Dr. Kayce Morton with CoxHealth is here to help us know what products are best to protect us and the people we love.
Shannon Miller - KOLR10: What do we need to look for when we're staring down that long asile of sunscreen products?
Dr. Morton: You need to use at least 15 SPF, but 30 is a standard.
Shannon: I didn't know this, but SPF is short for "some protection for" and the number behind it is how long you'll be protected before you need to re-apply?
Dr. Morton: Correct. It's the amount of time for the SPF that gives you a certain amount of coverage.
But regardless of how much SPF you have, you should always re-apply every 80 minutes.
Shannon: We want to make sure that we're doing it the right way. These sunscreen sprays are out on the market, but how do we make sure we're applying it correctly and get enough on our skin?
Dr. Morton: The sprays can be a little more difficult, because if the wind is blowing or the child is moving, then you may not get adequate coverage. There are also concerns about inhaling it. You want to make sure it's not in an enclosed space.
Shannon: We were talking earlier about how the FDA is not paying as much attention or as much oversight when it comes to sunscreens and sprays. As a parent, what kinds of things do you look for when you're purchasing something?

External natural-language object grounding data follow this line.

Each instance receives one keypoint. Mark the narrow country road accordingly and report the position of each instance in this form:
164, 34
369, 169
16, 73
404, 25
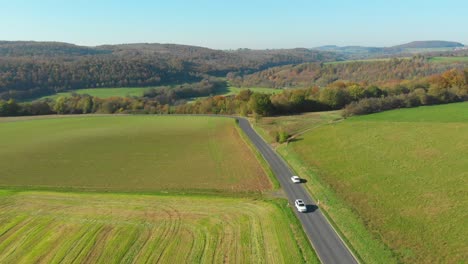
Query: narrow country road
328, 245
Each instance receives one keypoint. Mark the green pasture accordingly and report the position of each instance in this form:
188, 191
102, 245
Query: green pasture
50, 227
128, 153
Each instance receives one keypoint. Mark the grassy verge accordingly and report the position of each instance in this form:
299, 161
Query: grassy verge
351, 228
260, 158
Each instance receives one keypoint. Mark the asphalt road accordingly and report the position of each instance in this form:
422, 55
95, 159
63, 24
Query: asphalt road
326, 242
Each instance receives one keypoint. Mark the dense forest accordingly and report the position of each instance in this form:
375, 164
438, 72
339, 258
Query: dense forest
380, 72
356, 99
32, 69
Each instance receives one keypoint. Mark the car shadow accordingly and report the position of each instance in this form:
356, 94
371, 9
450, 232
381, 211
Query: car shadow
294, 139
311, 208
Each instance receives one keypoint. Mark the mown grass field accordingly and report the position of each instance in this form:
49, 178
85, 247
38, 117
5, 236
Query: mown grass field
403, 173
128, 153
50, 227
237, 90
448, 59
104, 92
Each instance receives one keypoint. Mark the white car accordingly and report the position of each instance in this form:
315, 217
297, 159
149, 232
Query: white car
296, 179
300, 205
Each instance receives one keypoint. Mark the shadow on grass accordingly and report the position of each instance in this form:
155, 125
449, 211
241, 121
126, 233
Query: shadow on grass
311, 208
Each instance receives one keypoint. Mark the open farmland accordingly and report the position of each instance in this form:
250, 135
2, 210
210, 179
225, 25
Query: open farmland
128, 153
403, 172
104, 92
48, 227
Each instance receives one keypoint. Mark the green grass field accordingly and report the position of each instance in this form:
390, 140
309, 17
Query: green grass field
237, 90
404, 172
50, 227
179, 189
104, 92
129, 153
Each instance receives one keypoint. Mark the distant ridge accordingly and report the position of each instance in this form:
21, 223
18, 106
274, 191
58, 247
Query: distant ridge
429, 44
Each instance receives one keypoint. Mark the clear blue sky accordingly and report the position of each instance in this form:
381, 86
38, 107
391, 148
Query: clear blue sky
236, 23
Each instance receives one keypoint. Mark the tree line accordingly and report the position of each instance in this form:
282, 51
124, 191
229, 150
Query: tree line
380, 72
34, 69
355, 98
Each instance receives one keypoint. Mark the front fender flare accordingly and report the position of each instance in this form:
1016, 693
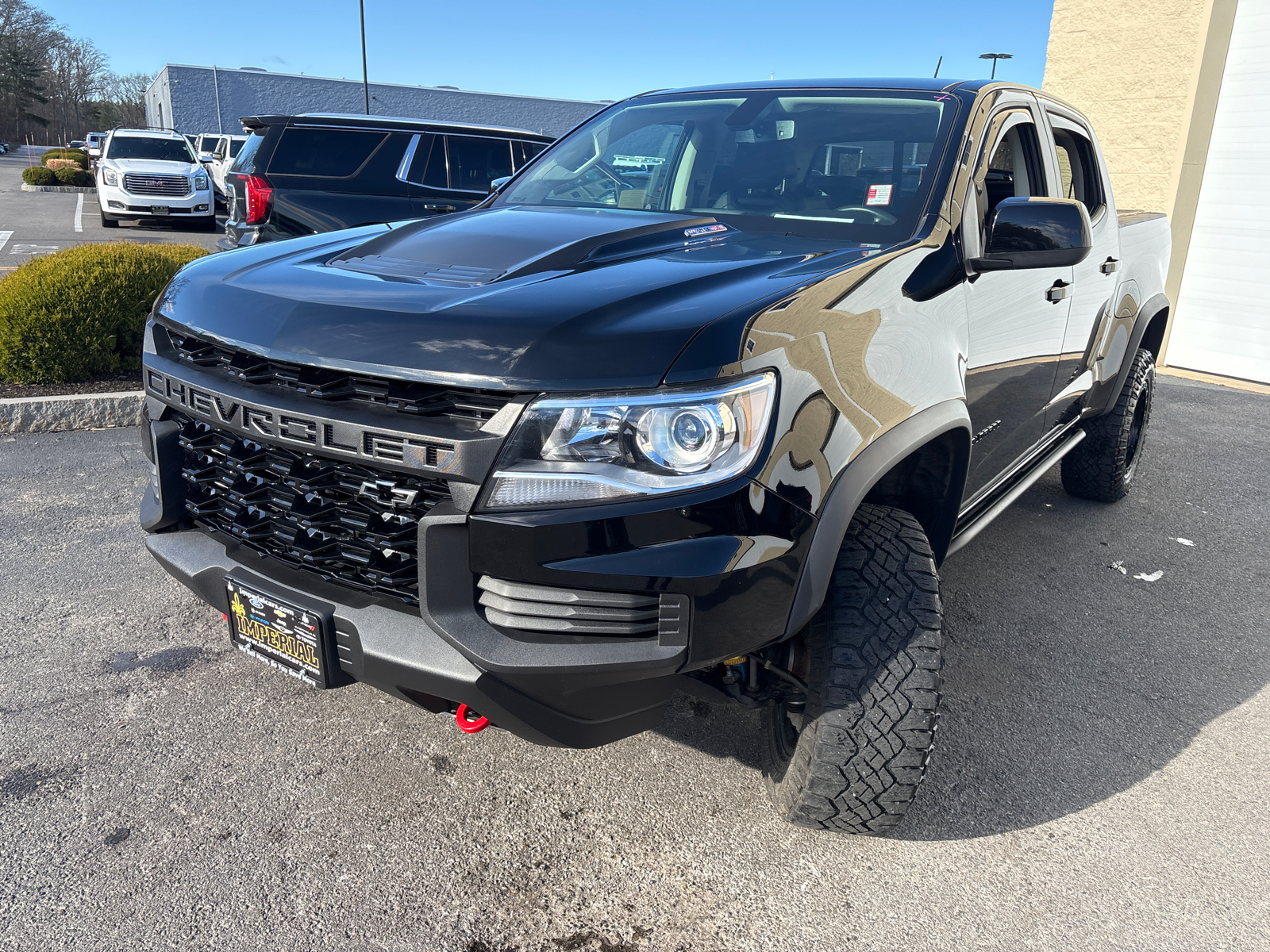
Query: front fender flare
850, 489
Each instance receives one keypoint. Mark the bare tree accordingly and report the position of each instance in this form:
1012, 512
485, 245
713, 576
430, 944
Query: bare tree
52, 80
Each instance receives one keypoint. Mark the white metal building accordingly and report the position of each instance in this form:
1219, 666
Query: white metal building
1222, 321
196, 99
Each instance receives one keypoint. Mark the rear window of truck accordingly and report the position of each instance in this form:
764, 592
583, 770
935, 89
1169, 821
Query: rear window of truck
329, 154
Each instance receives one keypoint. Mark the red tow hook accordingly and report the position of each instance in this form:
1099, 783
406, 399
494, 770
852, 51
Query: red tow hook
470, 727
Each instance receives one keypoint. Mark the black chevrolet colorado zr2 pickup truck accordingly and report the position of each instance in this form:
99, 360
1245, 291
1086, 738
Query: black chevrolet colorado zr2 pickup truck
696, 401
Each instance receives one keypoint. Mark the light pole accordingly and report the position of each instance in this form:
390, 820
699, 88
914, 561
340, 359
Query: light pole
366, 84
982, 56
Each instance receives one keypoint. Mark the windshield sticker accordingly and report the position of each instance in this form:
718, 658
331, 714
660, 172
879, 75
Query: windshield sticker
879, 194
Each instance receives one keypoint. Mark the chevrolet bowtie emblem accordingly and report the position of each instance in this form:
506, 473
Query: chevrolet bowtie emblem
387, 492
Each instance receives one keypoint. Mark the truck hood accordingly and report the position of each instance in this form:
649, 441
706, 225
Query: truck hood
152, 167
510, 298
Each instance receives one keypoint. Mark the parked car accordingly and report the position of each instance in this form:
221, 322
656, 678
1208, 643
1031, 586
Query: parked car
308, 175
698, 401
152, 175
217, 154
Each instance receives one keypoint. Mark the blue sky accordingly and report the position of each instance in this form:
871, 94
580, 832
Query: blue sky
573, 48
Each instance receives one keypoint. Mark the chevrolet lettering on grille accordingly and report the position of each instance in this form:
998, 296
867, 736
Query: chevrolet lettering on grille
319, 435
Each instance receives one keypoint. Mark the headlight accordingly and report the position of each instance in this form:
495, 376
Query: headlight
575, 451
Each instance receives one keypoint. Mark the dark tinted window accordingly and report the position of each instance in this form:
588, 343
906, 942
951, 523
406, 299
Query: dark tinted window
247, 155
474, 163
525, 152
167, 150
429, 167
1015, 169
333, 154
1079, 169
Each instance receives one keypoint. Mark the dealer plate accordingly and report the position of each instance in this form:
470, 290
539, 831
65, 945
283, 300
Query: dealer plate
283, 635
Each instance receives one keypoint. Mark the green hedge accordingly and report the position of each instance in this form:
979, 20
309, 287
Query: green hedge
38, 175
74, 177
74, 154
82, 313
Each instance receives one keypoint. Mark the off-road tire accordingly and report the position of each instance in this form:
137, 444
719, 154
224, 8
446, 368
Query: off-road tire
874, 657
1103, 465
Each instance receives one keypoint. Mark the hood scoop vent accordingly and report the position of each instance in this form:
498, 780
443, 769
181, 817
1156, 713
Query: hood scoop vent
422, 272
514, 243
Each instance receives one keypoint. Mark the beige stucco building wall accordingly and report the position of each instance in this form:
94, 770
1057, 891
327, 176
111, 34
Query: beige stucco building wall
1133, 69
1147, 73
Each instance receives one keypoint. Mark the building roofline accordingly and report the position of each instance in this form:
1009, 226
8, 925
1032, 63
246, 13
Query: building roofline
384, 86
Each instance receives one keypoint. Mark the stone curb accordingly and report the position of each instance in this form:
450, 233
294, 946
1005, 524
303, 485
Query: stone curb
78, 412
59, 188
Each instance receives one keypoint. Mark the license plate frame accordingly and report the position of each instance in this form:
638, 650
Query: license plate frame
279, 632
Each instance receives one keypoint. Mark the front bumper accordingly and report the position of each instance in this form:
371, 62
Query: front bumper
727, 559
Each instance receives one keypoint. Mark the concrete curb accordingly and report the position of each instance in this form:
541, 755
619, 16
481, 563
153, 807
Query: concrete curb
78, 412
90, 190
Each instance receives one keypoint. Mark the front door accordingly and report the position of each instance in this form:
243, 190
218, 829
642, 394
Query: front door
1016, 330
1095, 279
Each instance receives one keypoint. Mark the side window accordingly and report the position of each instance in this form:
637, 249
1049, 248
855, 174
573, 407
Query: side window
429, 167
1014, 169
1079, 169
476, 162
333, 154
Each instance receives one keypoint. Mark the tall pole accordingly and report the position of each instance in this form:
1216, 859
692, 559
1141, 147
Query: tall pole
995, 57
366, 83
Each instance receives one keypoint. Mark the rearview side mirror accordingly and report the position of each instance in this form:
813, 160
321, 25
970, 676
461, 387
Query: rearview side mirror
1035, 232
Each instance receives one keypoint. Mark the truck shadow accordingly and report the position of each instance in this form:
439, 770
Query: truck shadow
1068, 682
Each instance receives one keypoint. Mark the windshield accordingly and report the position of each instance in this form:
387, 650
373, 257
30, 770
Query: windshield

Dr. Morton: Make sure you look at the label. The new guidelines say "broad spectrum" so you want to make sure that covers your sunscreen. Also check for some anti-aging and sunburn prevention. Your SPF, which you want 15 - 30. And you want to make sure it has some water resistance for 40-80 minutes, and then re-apply.
Shannon: Heaven forbid your child gets a bad sunburn. You really have to pay attention to the burns your child gets because sometimes the burns they get early in life can really affect them later on. What's the best way to treat a bad burn?
Dr. Morton: Tylenol or Motrin for pain as well as something topical like aloe vera. Keep them out of the sun - don't have them be re-exposed directly.
Shannon: Let's talk about bug sprays. What can you look for that is safe for a toddler?
Dr. Morton: Less than two years of age one of the questions is can you use something with DEET in it. Your usual range is 10-30%. Under two, you want to make sure you're only using it on exposed areas, not the whole body. Avoid the fumes, so don't be in an enclosed area. And you don't want to apply it frequently because the chemicals can be absorbed into the skin. Be sure you wash it off when you go inside and you're doing with the outdoors.
Shannon: And you can use baby powder on your skin to keep bugs away?
Dr. Morton: Baby powder is more for ticks. Chemicals used for ticks, you really don't want on your skin. So baby powder can be a natural option to keep ticks off of you.